SULSELSATU.com, PINRANG– Menjamin ketersediaan dan suplai air bagi areal persawahan menjadi tanggung jawab utama Dinas Pengelolaan Sumberdaya Air (PSDA) Kabupaten Pinrang.

Demi menjamin hal tersebut, Dinas PSDA Kabupaten Pinrang rutin melakukan pemantauan di beberapa pintu air dan gorong – gorong saluran irigasi yang ada di Kabupaten Pinrang.

Seperti yang terlihat Rabu (14/3), Tim Dinas PSDA melakukan pemantauan gorong – gorong saluran irigasi yang berada di depan depan Pasar Sore Kampung Jaya Kecamatan Watang Sawitto.
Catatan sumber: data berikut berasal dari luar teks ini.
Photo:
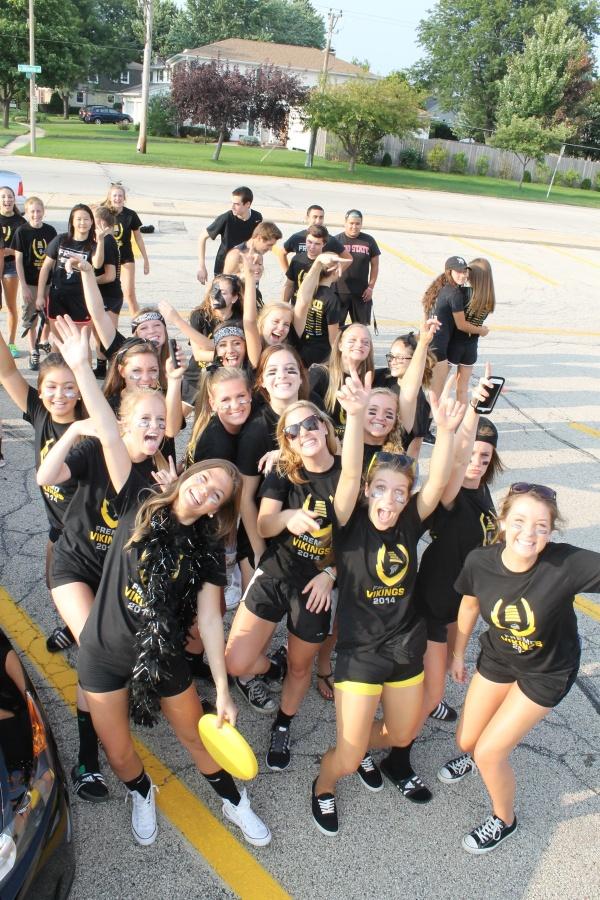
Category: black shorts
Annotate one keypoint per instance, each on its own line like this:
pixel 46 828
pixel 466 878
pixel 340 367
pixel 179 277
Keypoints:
pixel 462 351
pixel 544 688
pixel 100 673
pixel 369 667
pixel 272 599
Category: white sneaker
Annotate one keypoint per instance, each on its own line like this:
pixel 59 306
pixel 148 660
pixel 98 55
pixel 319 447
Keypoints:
pixel 254 829
pixel 143 816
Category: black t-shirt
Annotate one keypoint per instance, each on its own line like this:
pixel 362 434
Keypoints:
pixel 56 497
pixel 297 269
pixel 376 574
pixel 9 225
pixel 91 519
pixel 215 442
pixel 67 286
pixel 324 310
pixel 233 231
pixel 118 610
pixel 294 558
pixel 362 249
pixel 127 222
pixel 296 243
pixel 112 290
pixel 32 243
pixel 454 533
pixel 532 620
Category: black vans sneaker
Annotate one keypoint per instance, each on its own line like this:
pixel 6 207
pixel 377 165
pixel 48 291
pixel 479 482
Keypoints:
pixel 324 812
pixel 444 712
pixel 278 754
pixel 456 769
pixel 369 774
pixel 487 836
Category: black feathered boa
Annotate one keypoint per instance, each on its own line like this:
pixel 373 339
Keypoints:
pixel 170 596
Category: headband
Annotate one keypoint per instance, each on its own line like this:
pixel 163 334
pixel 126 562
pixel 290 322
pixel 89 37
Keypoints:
pixel 228 331
pixel 152 316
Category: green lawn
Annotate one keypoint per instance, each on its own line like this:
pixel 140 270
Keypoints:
pixel 106 143
pixel 9 134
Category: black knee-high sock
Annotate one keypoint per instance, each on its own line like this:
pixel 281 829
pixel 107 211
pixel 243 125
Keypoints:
pixel 88 742
pixel 141 784
pixel 398 761
pixel 224 785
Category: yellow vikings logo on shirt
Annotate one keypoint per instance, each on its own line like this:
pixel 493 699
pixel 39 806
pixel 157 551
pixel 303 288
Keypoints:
pixel 519 621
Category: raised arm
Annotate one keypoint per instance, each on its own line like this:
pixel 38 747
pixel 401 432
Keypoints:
pixel 447 414
pixel 353 397
pixel 73 344
pixel 413 377
pixel 464 440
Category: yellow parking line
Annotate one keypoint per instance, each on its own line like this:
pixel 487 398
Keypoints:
pixel 226 856
pixel 587 429
pixel 505 259
pixel 581 259
pixel 408 259
pixel 583 604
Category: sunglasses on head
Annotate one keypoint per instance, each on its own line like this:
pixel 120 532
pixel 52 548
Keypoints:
pixel 524 487
pixel 403 460
pixel 311 423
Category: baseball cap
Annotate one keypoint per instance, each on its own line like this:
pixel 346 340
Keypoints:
pixel 457 263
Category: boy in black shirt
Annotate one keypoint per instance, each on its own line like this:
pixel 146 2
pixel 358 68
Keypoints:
pixel 234 227
pixel 29 243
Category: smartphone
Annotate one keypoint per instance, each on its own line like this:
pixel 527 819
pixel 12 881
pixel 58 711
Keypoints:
pixel 173 352
pixel 486 406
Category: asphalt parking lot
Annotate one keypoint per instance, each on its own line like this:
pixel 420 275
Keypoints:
pixel 544 339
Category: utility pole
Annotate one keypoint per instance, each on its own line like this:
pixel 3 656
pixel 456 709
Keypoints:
pixel 333 20
pixel 148 8
pixel 32 94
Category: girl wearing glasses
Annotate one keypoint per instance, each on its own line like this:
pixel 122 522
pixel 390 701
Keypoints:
pixel 50 410
pixel 381 638
pixel 91 520
pixel 127 225
pixel 400 365
pixel 523 587
pixel 295 579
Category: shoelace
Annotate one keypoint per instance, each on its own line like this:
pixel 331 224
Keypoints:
pixel 461 765
pixel 367 764
pixel 490 830
pixel 327 805
pixel 280 739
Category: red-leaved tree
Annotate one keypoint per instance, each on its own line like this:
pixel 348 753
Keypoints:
pixel 212 94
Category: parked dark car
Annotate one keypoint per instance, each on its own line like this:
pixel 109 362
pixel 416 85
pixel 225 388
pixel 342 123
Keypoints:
pixel 37 860
pixel 100 115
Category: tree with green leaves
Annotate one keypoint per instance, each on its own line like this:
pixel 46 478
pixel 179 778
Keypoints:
pixel 529 139
pixel 550 65
pixel 468 44
pixel 360 113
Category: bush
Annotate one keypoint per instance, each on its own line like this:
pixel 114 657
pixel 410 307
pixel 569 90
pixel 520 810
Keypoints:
pixel 162 117
pixel 571 178
pixel 409 158
pixel 458 163
pixel 482 165
pixel 542 172
pixel 437 159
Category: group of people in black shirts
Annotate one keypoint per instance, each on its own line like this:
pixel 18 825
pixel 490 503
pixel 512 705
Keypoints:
pixel 299 479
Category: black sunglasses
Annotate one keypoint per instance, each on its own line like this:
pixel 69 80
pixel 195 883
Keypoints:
pixel 523 487
pixel 311 423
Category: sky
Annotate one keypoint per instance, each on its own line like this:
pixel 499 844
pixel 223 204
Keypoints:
pixel 386 36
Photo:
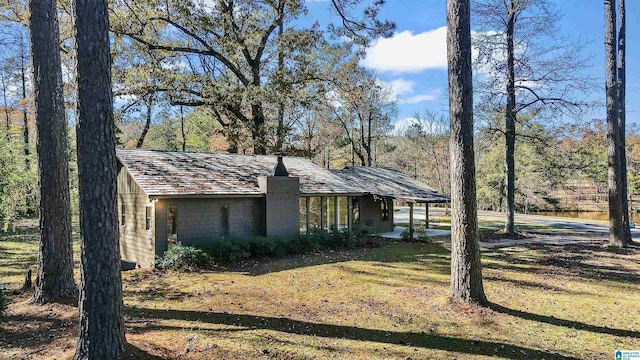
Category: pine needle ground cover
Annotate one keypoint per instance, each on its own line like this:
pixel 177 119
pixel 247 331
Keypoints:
pixel 390 302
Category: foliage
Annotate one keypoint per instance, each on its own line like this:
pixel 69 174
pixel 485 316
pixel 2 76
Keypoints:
pixel 235 250
pixel 188 258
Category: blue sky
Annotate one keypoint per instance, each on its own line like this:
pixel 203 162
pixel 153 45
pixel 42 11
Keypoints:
pixel 413 61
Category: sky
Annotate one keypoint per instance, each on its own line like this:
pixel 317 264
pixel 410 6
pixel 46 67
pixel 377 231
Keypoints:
pixel 413 60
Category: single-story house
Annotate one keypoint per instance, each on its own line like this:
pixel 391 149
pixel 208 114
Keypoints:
pixel 196 198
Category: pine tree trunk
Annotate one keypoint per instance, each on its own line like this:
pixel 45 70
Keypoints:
pixel 101 331
pixel 54 282
pixel 510 127
pixel 616 226
pixel 466 273
pixel 622 119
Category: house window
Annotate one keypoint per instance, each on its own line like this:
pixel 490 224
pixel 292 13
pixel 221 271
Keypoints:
pixel 148 217
pixel 224 221
pixel 356 211
pixel 172 224
pixel 384 209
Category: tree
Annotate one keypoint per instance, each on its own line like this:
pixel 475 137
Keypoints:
pixel 466 272
pixel 55 256
pixel 617 232
pixel 101 334
pixel 523 67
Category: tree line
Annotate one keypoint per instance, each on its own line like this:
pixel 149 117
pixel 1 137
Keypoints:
pixel 251 81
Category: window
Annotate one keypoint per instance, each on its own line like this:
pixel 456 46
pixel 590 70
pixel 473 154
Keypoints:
pixel 384 209
pixel 224 221
pixel 356 211
pixel 148 217
pixel 172 224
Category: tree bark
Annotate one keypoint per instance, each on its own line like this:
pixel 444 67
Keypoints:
pixel 25 118
pixel 54 282
pixel 616 226
pixel 510 126
pixel 101 330
pixel 147 123
pixel 466 272
pixel 622 119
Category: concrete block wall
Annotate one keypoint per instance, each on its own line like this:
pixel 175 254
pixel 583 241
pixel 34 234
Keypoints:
pixel 282 205
pixel 199 220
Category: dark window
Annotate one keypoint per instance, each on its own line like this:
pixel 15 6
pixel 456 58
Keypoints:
pixel 356 211
pixel 172 224
pixel 384 208
pixel 148 217
pixel 224 221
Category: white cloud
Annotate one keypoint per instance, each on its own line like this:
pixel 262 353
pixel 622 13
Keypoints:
pixel 401 86
pixel 406 52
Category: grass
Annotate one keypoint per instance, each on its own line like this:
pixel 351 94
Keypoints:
pixel 551 302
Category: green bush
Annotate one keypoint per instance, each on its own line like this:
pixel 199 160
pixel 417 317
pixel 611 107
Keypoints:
pixel 235 250
pixel 3 302
pixel 189 258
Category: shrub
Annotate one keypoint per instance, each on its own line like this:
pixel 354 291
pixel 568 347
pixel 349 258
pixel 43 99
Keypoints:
pixel 189 258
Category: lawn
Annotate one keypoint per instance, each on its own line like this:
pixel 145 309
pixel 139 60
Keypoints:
pixel 388 302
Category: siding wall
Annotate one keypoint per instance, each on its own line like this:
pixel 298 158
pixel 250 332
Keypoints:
pixel 198 220
pixel 136 242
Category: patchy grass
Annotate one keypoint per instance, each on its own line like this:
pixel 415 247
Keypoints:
pixel 548 301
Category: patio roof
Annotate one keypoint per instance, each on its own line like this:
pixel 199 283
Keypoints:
pixel 388 182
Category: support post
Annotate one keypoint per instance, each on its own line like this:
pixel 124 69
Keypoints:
pixel 350 213
pixel 426 216
pixel 410 221
pixel 322 213
pixel 307 203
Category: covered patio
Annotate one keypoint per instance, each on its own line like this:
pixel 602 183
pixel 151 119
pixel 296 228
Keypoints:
pixel 393 184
Diketahui, Kota Pinrang sebagian besar dilalui oleh beberapa saluran induk yang mengairi hampir seluruh areal persawahan di Kabupaten Pinrang.
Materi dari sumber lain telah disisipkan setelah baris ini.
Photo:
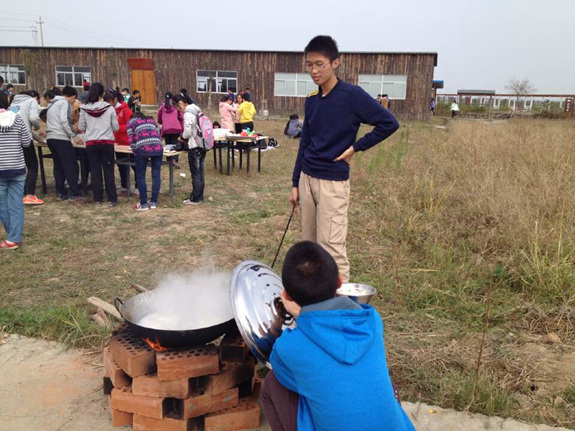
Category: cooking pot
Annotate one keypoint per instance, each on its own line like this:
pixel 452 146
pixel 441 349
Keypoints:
pixel 136 308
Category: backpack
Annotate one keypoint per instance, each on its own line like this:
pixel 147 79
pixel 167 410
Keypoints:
pixel 205 127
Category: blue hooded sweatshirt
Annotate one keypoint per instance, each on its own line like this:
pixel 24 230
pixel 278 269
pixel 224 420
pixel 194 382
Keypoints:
pixel 335 360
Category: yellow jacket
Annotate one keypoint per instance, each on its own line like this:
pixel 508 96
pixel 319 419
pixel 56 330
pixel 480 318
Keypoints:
pixel 246 111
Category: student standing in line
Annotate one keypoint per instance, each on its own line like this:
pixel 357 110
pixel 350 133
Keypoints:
pixel 25 104
pixel 124 115
pixel 246 111
pixel 196 155
pixel 99 120
pixel 237 118
pixel 146 143
pixel 172 122
pixel 59 133
pixel 227 112
pixel 135 101
pixel 333 115
pixel 13 137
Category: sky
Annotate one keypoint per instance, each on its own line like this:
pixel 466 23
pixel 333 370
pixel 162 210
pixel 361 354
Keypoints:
pixel 480 44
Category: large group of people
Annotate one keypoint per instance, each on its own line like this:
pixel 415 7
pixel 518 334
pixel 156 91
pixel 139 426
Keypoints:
pixel 82 130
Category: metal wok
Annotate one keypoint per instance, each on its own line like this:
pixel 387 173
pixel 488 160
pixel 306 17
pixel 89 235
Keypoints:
pixel 135 308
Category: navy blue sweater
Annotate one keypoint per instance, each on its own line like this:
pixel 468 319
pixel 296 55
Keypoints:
pixel 330 127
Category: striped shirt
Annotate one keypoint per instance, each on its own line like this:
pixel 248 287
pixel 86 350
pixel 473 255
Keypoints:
pixel 13 136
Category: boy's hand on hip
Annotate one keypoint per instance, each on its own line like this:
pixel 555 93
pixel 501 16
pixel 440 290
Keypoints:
pixel 291 306
pixel 346 156
pixel 294 197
Kepala Seksi Pemeliharaan Irigasi dan Rawa Muh.Hasbi yang ditemui ditempat pemantauan mengungkapkan, Tim Dinas PSDA rutin melakukan pemantauan di lokasi pintu air dan gorong – gorong irigasi yang tersebar di Kabupaten Pinrang.

“Kendala yang sering ditemui adalah adanya ketersumbatan akibat sampah yang menumpuk berupa material plastik, batang kayu dan sampah non organik lainnya,” jelas Hasbi

Hasbi juga meminta kesadaran masyarakat untuk ikut menjaga kebersihan saluran irigasi karena sangat berdampak pada ketersediaan air untuk areal persawahan.

Sementara itu, Kepala Seksi Operasi Irigasi dan Rawa Muchlis Muslimin pihak PSDA sudah sering memperingatkan kepada masyarakat diantaranya dengan memasang papan larangan membuang sampah di saluran irigasi dan melakukan peneguran langsung.

Lebih lanjut Muchlis mengatakan bahwa pihaknya juga senantiasa melakukan koordinasi dengan Dinas Lingkungan Hidup untuk mengangkut sampah yang menyumbat saluran irigasi, tetapi menurutnya, tanpa kesadaran dari masyarakat sendiri, ketersumbatan saluran irigasi akan terus terulang.

“kami minta kepada mayarakat untuk ikut menjaga kebersihan saluran irigasi, minimal jangan membuang sampah di saluran irigasi,” tutup muchlis.